From the moment he won his first-round match against Christian Kist, there was an irresistible energy and certainty to him, a force that nobody really knew how to arrest because nobody had ever remotely encountered it before.
This, perhaps, explains why he has looked so unfazed by his rise through the game, so unimpressed by his own remarkable talent, so utterly impervious to pressure. What else does he know? What frame of reference could he possibly compare this to? The pandemic struck when he was 13, at which point his parents ordered him to the practice board to turn a promising talent into a cast-iron career.
Hours and days and weeks and months of throwing darts in every conceivable configuration and situation, learning his way around the board, darts and darts and more darts to the exclusion of anything resembling a normal life. What do they know of darts who only darts know? Quite a lot, as it turns out.
And if there was a turning point in this match of seemingly infinite pivots, then it came in the seventh set, with Littler sitting on double two for a 5-2 lead. For the most fleeting moment Littler’s impeccable mathematics seemed to desert him. He stopped, checked the score, broke his flow, missed. Humphries nicked the set by taking out 208 in four darts, and in hindsight it was the moment the energy of this match decisively began to shift.

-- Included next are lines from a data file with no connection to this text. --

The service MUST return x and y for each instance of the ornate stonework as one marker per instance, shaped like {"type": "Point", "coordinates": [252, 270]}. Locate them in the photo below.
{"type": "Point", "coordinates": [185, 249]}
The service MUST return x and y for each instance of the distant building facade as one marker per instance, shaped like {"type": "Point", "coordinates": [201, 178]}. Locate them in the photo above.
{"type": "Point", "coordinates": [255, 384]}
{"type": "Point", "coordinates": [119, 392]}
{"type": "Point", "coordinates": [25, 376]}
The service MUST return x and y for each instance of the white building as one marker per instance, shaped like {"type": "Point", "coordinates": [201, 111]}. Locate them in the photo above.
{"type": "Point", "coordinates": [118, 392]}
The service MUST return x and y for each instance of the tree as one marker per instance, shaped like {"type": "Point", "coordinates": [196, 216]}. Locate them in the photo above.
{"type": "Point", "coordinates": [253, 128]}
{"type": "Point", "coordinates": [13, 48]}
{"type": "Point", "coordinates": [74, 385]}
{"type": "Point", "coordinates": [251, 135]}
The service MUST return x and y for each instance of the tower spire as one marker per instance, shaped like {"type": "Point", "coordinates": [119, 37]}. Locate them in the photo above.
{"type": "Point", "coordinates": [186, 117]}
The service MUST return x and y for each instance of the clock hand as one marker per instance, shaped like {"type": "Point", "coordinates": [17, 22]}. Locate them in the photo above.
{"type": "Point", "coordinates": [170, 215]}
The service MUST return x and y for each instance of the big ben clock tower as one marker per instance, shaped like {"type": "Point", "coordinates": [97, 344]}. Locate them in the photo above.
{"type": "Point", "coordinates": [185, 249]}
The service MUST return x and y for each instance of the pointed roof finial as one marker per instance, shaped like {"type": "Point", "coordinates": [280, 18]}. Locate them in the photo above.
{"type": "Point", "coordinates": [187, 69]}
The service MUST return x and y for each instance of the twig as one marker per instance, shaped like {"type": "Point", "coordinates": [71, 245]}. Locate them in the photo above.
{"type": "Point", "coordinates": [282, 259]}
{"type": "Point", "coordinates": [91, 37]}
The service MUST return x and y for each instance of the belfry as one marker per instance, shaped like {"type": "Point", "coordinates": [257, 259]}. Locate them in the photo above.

Humphries averaged 113, 114 and 109 in sets seven to nine: an act of almost unthinkable defiance in the face of disaster. Even then Littler had his chances: a missed bull at 124 to level the match at 5-5, having taken out 170 earlier in the set.
But ultimately it was the kid standing in the wings, watching the tickertape and the gleam of the trophy, looking for the first time a little dazed and a little weary. As it turned out, this wasn’t his time. But at some point in a gloriously unmappable future, it will be.